Синегорье. 1 Приезд на Колыму. продолжение следует

Геннадий Шальопа
      В самолёте пахло кондиционерной  свежестью. Медленно
отступала предотъездная тоска, но вместо тоски пришло ощущение невосполнимой потери. В иллюминатор я вдруг увидел всё, что я любил, всё, что составляло мою жизнь, мальчишек и Нину на балконе аэровокзала, маму, опустошённо бредущую по лётному полю Ларису. Возникло чувство одиночества. Ясное понимание, что эта разлука навсегда и в тоже время азарт дороги, призыв манящей неизвестности и жажда перемен. Но тяжесть вины давила на сердце, а судьба неотвратимо гнала в дорогу. На старте взревели двигатели. Самолёт рванулся по взлётной полосе, спинка сиденья  по-дружески прижалась ко мне, успокаивая боль рвущихся корешков  прошлой жизни.… Нарастал грохот шасси.  И вдруг тряска прекратилась,  изменился тон звука моторов. Машина вошла в воздух. За иллюминатором встал на дыбы Ленинград, но вскоре упал вниз и уполз, куда- то, под брюхо самолёта. Плотное облачное море  закрыло землю и мою душу. Вперёд, только вперёд и будь, что будет.
       
  Самолёт шёл на Восток навстречу солнцу. Земля так и не появилась за все девять часов полёта. Но вот мелькнул краешек Охотского моря, невысокие буро-зелёные сопки. Всё быстрее понеслась под крыльями земля,  бросилась под колёса шасси, бетонной взлетно-посадочной полосой магаданского аэродрома. Толчок приземления, вызрев реверса, и ещё одна страница моей жизни перевёрнута.
         
  Магаданский аэропорт давно не первой молодости, тесный, умеренно потрёпанный, но с признаками реконструкции в левом крыле. Перед зданием аэровокзала, на бетонном постаменте, навечно поставлен АН – 12, четырёх моторный пассажирский самолёт символ единственной быстрой связи магаданского края с остальной Россией, с Материком.
      
  Но мне надо дальше в посёлок Синегорье, на реку Колыму, где строится Колымская ГЭС. Час ожидания и уже АН – 24 летит над застывшим каменным морем сопок. Внизу бесконечная пустыня, с пятнами снега в скальных распадках. Изредка блеснёт глазок озерца между вершинами сопок, да промелькнёт змейка горной речки. Ни дороги, ни жилья в тот полёт я не увидел. Пробив полупрозрачную облачность, самолёт пошёл на посадку. С правого борта вдоль взлетно-посадочной полосы легла  Колымы. Колёса шасси завертелись по бетонке, короткий пробег, и я в Синегорье.
   
  Небольшое голубое здание аэропорта.
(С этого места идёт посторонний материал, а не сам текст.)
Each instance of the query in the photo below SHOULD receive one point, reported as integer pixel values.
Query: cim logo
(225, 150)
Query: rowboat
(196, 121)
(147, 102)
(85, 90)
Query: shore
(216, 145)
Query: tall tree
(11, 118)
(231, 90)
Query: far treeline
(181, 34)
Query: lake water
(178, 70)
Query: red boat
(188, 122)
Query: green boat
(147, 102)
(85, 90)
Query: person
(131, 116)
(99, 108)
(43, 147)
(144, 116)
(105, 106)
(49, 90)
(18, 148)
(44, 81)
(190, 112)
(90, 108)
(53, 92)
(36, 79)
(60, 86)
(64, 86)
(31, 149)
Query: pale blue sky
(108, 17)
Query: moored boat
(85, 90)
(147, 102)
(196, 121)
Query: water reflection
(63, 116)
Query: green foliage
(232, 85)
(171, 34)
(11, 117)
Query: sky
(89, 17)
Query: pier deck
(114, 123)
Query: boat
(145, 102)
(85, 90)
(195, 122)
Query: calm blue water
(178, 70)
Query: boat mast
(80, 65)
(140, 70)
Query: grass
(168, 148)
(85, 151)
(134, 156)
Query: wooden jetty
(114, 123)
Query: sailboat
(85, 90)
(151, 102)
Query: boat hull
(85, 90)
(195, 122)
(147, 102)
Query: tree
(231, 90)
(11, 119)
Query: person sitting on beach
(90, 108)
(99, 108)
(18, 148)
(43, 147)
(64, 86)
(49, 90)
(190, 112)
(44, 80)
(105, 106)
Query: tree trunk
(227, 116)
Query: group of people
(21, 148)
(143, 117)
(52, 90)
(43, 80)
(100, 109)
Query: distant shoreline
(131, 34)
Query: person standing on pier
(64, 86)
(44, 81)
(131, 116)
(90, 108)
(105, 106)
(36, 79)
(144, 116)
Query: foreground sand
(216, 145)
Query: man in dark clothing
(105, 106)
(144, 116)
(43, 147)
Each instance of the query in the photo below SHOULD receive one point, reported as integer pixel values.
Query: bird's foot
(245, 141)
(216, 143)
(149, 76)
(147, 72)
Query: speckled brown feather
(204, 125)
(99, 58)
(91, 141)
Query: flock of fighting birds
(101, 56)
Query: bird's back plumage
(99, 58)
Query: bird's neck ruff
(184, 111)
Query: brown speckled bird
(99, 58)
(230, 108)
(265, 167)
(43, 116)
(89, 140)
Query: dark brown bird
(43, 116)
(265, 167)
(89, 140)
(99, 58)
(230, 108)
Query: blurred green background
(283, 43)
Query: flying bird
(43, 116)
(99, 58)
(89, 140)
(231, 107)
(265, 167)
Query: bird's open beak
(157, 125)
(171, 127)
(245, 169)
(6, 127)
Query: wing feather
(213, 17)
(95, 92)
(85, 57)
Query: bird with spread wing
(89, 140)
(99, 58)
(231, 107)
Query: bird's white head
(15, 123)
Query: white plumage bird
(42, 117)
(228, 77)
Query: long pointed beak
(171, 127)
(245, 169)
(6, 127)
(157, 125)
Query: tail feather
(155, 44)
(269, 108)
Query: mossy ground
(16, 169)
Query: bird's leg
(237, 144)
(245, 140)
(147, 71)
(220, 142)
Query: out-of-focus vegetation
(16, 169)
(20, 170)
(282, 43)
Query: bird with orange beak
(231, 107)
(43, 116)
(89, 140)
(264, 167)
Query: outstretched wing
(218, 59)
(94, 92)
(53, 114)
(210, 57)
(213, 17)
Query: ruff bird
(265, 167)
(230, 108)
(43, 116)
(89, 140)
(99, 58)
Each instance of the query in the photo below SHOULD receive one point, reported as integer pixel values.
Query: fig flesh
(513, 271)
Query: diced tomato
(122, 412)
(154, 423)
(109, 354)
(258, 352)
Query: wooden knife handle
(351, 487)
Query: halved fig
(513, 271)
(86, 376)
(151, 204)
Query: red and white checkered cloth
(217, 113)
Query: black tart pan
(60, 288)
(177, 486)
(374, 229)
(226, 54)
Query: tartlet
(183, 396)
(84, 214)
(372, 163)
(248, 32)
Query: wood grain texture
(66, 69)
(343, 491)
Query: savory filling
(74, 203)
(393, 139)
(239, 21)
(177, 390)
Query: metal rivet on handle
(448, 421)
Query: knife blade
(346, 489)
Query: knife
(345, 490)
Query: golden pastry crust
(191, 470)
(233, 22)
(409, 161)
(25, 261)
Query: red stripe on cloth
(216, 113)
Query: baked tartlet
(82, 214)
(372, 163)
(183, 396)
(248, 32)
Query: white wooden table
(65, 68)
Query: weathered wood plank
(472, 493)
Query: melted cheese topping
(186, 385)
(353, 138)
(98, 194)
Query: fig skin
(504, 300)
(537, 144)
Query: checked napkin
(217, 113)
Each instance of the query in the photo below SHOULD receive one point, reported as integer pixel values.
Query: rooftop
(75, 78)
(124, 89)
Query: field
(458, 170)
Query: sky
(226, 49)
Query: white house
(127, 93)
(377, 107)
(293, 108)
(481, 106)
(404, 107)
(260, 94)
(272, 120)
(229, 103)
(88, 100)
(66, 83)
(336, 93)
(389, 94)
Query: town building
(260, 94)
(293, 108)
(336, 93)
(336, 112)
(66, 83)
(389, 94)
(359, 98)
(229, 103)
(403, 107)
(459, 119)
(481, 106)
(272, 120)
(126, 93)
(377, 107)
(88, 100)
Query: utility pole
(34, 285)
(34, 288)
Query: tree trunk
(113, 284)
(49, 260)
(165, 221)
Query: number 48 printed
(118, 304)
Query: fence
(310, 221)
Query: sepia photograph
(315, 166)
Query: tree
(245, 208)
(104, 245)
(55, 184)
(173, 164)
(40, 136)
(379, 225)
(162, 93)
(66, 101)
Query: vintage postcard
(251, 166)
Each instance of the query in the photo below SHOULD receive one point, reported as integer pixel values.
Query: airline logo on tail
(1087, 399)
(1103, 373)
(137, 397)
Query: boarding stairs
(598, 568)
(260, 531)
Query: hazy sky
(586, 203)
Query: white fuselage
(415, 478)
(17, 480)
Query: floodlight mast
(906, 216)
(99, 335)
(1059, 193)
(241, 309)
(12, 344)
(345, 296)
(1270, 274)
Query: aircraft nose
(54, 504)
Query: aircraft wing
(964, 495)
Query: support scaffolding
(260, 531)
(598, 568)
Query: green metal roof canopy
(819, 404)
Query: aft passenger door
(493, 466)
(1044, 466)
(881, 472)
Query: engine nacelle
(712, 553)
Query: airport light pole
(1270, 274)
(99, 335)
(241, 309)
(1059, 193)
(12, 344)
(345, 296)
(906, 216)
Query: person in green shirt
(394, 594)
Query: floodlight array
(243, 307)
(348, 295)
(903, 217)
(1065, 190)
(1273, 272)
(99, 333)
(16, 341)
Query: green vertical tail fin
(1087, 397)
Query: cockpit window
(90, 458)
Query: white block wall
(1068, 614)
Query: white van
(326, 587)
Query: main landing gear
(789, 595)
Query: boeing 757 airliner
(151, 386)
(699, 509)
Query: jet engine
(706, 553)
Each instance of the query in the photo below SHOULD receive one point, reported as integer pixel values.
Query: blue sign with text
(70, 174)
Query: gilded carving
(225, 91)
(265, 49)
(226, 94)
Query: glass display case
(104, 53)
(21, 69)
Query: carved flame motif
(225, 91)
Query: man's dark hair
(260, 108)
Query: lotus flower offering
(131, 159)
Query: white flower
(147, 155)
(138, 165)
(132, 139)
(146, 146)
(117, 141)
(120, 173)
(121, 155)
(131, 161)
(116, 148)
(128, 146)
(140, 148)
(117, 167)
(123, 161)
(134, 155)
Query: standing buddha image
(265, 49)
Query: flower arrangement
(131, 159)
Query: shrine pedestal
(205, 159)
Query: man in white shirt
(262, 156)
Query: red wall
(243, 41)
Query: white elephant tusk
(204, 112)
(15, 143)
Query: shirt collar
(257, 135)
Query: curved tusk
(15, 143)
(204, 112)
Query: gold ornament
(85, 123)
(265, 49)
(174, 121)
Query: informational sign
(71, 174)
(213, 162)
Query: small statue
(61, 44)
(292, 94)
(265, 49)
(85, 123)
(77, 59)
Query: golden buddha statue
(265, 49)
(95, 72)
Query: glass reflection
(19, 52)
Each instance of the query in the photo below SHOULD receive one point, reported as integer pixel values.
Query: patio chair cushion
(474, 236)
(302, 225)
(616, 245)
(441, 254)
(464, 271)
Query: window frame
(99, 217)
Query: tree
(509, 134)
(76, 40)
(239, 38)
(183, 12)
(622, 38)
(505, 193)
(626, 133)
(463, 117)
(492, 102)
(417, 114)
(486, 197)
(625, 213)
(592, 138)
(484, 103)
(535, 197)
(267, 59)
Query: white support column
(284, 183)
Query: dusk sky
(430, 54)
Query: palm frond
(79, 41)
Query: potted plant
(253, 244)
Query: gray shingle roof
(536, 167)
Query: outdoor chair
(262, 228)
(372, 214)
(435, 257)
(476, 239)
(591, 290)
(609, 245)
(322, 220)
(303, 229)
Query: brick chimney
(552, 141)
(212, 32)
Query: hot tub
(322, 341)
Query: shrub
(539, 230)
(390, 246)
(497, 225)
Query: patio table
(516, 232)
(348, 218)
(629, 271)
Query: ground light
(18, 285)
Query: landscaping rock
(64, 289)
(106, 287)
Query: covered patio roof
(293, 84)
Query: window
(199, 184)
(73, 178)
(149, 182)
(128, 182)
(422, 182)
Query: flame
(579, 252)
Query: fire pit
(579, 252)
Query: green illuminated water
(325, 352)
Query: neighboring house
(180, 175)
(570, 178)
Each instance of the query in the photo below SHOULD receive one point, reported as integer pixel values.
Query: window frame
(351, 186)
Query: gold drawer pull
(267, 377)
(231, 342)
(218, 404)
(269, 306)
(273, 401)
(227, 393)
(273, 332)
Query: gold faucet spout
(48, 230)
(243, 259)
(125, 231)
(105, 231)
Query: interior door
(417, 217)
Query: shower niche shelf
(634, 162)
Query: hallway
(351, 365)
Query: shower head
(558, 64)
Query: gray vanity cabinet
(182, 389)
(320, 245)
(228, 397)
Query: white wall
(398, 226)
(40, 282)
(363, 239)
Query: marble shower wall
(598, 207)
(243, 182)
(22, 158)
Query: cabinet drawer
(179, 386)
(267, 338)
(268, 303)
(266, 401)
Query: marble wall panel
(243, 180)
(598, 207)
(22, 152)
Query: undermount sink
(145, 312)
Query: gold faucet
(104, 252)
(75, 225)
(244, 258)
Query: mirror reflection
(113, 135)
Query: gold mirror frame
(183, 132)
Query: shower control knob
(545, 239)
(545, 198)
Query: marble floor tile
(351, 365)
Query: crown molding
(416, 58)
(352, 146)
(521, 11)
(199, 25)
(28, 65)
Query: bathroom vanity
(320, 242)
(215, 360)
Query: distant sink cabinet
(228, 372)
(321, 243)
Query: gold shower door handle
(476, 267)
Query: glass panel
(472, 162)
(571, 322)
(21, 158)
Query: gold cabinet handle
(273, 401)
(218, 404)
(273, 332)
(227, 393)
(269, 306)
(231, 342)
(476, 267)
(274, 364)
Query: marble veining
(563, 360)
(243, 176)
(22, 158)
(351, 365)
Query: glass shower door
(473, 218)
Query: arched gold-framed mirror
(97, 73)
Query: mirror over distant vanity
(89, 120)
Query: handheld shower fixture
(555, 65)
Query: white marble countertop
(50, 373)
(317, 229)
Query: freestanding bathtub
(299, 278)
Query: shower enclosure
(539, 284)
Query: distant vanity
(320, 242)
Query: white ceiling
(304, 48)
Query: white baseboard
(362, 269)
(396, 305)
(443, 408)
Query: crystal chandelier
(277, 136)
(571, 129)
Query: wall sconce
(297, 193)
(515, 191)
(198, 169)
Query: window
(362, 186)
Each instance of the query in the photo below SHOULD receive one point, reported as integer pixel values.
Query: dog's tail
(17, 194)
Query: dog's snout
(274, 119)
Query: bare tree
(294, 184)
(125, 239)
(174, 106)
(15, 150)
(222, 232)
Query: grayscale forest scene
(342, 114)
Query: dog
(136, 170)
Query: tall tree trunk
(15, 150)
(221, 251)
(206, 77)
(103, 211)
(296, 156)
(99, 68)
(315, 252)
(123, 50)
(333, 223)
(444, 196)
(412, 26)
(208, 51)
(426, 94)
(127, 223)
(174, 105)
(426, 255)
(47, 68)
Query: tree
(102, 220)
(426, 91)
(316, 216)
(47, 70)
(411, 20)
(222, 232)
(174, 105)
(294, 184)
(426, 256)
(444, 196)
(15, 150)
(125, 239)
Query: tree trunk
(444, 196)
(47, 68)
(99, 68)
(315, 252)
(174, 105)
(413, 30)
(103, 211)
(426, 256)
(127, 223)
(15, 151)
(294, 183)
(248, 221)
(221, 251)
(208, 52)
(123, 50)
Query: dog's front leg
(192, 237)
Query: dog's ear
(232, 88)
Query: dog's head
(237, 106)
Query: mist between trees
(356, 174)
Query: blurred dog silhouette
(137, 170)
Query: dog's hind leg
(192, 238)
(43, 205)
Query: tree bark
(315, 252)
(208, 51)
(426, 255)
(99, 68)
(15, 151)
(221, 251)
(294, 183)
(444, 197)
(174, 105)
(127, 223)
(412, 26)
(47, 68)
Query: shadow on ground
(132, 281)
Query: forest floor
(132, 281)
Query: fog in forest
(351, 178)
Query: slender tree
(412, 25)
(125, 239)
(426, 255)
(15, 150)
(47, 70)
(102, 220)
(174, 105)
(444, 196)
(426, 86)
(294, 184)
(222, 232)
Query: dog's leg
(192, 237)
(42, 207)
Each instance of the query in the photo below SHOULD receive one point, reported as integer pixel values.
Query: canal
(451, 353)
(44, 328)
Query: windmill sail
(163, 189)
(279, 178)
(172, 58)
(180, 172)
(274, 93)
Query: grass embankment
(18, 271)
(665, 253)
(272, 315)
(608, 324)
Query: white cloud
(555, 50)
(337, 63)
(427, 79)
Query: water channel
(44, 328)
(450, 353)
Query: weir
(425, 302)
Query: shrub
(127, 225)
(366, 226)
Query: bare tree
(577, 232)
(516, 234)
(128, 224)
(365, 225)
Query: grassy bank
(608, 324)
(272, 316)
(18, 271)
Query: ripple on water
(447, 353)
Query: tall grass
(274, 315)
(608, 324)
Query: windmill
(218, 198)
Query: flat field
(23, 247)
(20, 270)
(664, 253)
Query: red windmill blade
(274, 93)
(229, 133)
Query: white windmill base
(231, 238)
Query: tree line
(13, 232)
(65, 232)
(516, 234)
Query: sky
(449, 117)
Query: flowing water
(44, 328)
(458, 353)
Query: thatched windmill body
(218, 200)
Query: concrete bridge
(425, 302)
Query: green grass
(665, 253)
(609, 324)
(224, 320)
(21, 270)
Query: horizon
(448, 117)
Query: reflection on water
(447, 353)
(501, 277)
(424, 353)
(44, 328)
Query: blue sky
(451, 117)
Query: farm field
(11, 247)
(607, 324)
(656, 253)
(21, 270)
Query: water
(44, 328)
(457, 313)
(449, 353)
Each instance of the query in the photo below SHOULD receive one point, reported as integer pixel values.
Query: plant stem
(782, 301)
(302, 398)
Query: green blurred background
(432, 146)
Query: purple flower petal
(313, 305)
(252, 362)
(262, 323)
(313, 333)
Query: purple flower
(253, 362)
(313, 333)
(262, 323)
Старенький, потрёпанный жизнью львовский автобус ждёт пока борт - механик выдаст из грузового люка багаж немногочисленным пассажирам. Тепло и влажно. Оказалось сегодня первый ясный день после многодневных дождей. Озверевшие от голода комары жаждут нашей крови. Все торопятся укрыться в автобусе. Наконец, закрылась гармошка дверей. Добив газетами и ветками прорвавшихся комаров, мы разместились в полупустом салоне. Автобус, скрепя и погрохатывая, выкатился на грунтовку, и удивительно бодро побежал к посёлку. Справа невысокие сопки, покрытые сочной июньской зеленью. Истощённые северными морозами лиственницы окутались светло зелёным туманом молодых иголок. Слева, высокие кусты стланика прикрывают русло реки. До самого Синегорья дорога идёт вдоль Колымы. Трасса хорошо укатана, а благодаря недавним дождям пыли почти нет. Дорога на Синегорье, это не основная колымская трасса, а тридцати километровый отрезок от посёлка Дебин, расположенный на трассе Магадан — Якутия. Через 40 минут впереди появились коробки Синегорских пятиэтажек.  Перед въездом в посёлок  стоит массивное бетонное сооружение.  Название города, «Синегорье, Колымская ГЭС Комсомольская стройка». Чёрные торцы домов не дизайнерский замысел, а утепление. Белые плиты пенопласта, прикрыты чёрными листами рубероида и прижаты к керамзитобетонным блокам стен сеткой "рабица".  Дорога превратилась в улицу Комсомольскую. Вместо грунтовки автобус покатился по бетонным плитам. Ещё несколько минут и конец пути. Маленькое опрятное здание автовокзала. Несколько тонких стволиков мужественных берёзок, пытающихся выжить в привокзальном газончике. Вещей у меня немного. Чемодан,  рюкзак с книгами да потёртая, ещё антарктическая кожаная куртка.  Довольно быстро я добрался до больничного городка. В больнице меня уже ждали. Главный врач с шекспировским именем Гамлет, по отчеству  Харенович  Мелик – Осипов, средних лет осетин, сразу отвёл меня в отдел кадров, затем определил в гостиницу, пока не освободится приготовленное для меня жильё. Больница мне понравилась. Типовое здание, хорошие палаты. Отдельный блок рентгеновской службы. Наскоро оглядевшись, я двинулся устраиваться. На больничной «Скорой» меня довезли до гостиницы. Темно-вишневое здание в центре посёлка, с рестораном и буфетом.  Меня поселили в одноместном номере на втором этаже.  И  началась  новая жизнь на реке Колыме в посёлке гидростроителей Синегорье.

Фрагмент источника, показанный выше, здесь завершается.